Battling Troubles, Teasley Doubles

Multi-time motorcycle drag racing champion Jeremy Teasley was not having one of his customary easy weekends—not by a longshot. Looking to win his first Orient Express Pro Street championship, the 21-year-old Ohio native Teasley moved into the seat of Kenny Edwards’ “No Joke” Suzuki Hayabusa. Immediately, the bike started running record numbers but destroying tires while it did so. Edwards took the radical step of changing from the class standard 190 tire to an 18-inch tall, 8.5-inch wide wheel shod with a Continental Attack 240 race tire cradled in a new Roaring Toyz swingarm.

The team brought the new combination to the Honda-Suzuki of Sanford Spring Bike Open, the opening round of the 2012 Mickey Thompson Performance Tires MIRock Superbike Series, the biggest championship in motorcycle drag racing. But in Friday night (March 16) testing, the big tire struggled to handle Rockingham Dragway. By the end of the night, Edwards decided he was switching back to the 190.

But the turbocharged Suzuki Hayabusa wasn’t doing much better with the 190. With heavy spring pollen coating everything in sight, the high-powered Pro Street bikes battled for grip. Number-one qualifier was taken by the unheralded Danny Cox with a 7.24 at 201 mph, riding the Hampton Roads Harley-Davidson-sponsored nitrous ‘Busa built and tuned by HTP Performance’s Cecil Towner. The HTP Performance ‘Busa ridden by Hoosier Ryan Schnitz, the first bike ever to run a 6-second quarter mile on a street legal tire, was stuck in fifth and Teasley in sixth.

Two-time defending DME Real Street champ Teasley posted a very rare redlight in round 1 of his title defense in that class. His weekend seemed to be getting worse by the minute. But Pro Street whittled its way down to Teasley and Schnitz in the final. As bikes spun off the line, Teasley grabbed the track and powered to the finish line for the win while Schnitz spun again and sat up on the bike.

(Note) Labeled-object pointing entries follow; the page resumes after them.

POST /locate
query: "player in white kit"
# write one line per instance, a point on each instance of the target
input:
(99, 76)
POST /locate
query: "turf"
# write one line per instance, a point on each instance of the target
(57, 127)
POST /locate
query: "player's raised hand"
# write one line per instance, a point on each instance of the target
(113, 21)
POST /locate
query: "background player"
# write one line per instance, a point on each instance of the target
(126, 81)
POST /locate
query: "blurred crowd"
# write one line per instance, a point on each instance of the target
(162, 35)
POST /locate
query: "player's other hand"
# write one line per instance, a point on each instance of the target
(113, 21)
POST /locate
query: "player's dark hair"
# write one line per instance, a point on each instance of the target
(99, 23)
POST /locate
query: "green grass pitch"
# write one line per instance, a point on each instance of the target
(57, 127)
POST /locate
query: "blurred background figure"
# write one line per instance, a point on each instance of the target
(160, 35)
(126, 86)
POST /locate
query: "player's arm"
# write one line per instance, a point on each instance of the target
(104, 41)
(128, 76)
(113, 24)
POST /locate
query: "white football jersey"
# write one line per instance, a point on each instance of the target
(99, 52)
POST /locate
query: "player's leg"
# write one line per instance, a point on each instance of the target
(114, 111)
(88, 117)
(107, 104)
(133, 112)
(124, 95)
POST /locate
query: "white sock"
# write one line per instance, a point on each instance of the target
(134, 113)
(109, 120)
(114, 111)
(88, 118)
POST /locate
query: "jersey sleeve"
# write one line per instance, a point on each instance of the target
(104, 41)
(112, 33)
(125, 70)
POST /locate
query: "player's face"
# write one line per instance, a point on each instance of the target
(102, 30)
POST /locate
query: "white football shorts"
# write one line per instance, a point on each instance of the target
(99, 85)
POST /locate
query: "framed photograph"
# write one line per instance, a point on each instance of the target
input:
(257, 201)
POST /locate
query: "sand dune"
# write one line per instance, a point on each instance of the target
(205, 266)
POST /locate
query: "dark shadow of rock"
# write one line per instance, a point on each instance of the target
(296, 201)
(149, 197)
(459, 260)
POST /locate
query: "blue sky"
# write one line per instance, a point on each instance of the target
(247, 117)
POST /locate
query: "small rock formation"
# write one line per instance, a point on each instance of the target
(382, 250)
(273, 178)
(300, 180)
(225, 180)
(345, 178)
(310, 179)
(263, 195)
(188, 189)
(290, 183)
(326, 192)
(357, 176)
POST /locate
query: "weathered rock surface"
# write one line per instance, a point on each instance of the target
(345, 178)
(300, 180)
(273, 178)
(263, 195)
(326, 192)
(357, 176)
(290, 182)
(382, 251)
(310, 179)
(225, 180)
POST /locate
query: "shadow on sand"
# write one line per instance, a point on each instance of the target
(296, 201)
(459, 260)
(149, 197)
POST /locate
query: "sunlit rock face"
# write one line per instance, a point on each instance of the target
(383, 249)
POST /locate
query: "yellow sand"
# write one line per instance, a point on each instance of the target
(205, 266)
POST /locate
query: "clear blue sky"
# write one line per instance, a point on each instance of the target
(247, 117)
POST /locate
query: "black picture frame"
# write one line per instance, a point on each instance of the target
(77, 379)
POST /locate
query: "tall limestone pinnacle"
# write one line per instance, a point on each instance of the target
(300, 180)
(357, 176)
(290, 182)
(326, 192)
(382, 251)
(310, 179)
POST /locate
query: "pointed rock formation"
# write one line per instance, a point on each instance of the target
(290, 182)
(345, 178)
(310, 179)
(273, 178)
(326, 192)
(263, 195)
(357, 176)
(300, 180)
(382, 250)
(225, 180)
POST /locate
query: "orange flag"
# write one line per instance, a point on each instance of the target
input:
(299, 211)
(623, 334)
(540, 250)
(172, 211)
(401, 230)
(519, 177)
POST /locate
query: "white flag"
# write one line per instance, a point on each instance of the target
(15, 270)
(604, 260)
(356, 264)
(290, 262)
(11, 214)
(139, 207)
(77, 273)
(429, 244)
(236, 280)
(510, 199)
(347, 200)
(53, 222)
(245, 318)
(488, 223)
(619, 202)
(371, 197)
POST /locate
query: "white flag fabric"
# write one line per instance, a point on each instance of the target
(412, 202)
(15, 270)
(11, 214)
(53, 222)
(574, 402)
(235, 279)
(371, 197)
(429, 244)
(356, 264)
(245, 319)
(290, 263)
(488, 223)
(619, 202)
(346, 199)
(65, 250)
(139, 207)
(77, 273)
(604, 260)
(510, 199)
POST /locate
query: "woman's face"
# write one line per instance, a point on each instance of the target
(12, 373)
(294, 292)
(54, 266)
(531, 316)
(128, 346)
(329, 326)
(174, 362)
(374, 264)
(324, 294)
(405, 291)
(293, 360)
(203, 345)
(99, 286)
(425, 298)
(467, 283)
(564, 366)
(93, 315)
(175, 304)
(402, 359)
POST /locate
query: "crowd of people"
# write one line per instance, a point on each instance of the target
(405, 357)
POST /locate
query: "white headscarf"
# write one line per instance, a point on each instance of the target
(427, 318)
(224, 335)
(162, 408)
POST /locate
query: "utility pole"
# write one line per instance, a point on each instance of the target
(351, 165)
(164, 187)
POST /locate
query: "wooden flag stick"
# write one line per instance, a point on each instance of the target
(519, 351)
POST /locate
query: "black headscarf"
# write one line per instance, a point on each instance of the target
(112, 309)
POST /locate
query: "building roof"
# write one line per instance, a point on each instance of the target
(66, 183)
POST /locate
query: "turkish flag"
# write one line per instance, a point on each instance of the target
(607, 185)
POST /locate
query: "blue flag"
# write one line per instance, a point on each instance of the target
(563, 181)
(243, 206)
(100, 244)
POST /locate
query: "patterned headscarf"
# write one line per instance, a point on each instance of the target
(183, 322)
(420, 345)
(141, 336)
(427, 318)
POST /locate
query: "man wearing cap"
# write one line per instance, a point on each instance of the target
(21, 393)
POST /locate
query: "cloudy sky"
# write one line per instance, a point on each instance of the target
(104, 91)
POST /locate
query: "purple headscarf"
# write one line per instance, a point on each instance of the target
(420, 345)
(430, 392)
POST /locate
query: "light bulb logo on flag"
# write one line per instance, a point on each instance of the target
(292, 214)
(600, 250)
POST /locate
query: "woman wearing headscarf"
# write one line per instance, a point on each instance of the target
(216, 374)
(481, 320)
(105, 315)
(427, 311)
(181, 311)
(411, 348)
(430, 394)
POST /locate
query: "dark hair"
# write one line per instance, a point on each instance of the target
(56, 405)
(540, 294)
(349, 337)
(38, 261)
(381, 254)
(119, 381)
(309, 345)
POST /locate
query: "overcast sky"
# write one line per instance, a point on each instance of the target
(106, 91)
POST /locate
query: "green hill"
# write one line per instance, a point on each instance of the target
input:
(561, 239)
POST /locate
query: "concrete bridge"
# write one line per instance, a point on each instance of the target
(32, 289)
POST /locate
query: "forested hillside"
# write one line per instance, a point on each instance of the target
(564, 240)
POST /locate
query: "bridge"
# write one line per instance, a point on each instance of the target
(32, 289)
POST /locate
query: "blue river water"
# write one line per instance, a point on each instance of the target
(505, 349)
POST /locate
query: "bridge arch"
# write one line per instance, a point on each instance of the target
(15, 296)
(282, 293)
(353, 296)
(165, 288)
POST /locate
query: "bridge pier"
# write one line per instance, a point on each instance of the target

That wasn’t the only win for Teasley and bike owner/tuner Edwards, as Jeremy also won FBR Shop 5.60 on Edward’s Suzuki B-King. It’s a hallmark of Teasley’s skill that he’s able to move seamlessly between vastly different kinds of equipment in classes with very different demands. Teasley and the B-King streetbike beat Jason Herron and his GS dragbike on a holeshot in the eighth-mile index class.